I got the audio, and it sounded like a question, so I wrote ‘Estas varma tago?’. Duolingo pretty much ignores punctuation, so I got it right, but …
If this was a question, how would you write that? Would my answer be correct in that case?
Thanks! (I've gotten farther and I know that now, but thanks for answering anyway.)
It depends whether you say how the day is or how it is today. Estas varmE hodiaŭ ;)
Yes, because the "it" in the English sentence "It is a warm day" is a dummy subject. It doesn't actually mean anything, it's just there to follow the grammar rules. What the sentence really means is "The day is warm".
We don't use dummy subjects in Esperanto, so we just say "Estas varma tago".
Only use "ĝi" where you could replace it with a noun. The 'it' must be a real thing you can give a name to. "Ĝi estas bela" (It is beautiful - meaning a specific thing, like a vase, or a cat, or a piece of music).
The dictionary hints as "a day, day", when real translation is "today".... :|
Hodiaŭ means "today", whereas tago could be any day.
Estas varma vintra tago = It's a warm winter day
This sentence keeps confusing me because "Estas" is first.
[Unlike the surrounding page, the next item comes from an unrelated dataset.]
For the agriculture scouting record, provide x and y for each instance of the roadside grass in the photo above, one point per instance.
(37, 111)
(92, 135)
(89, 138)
Wouldn't you say, "Gi estas varma tago." ?
The "it" in English doesn't actually refer to anything; it's a placeholder. You can't replace "it" with the proper noun without changing some aspect of meaning, so Esperanto doesn't use that subject-placeholder. You could say "Ĉi-tago estas varma tago" but that is awkward and clunky, so that's why there's no subject in those kind of sentences. You could only use "ĝi" if you were referring to a specific day. "La 1a de Julio estas morgaŭ" "Jes, ĝi estos varma tago."
I barely know what you're saying because I am not that high up, but I think what you mean, basically, is that how we use "it" in English is different in Esperanto
Basically yes. Weather might be a better example. In English you say "It's raining", but what is actually raining? The "it" doesn't mean anything but English rules mean you need to include the word. In Esperanto you say "Pluvas", because present tense + rain is enough.
Couldnt this also be "today is hot" rather than "today is warm" since varma is listed as both? It makes it hard to kniw which to write when it does this.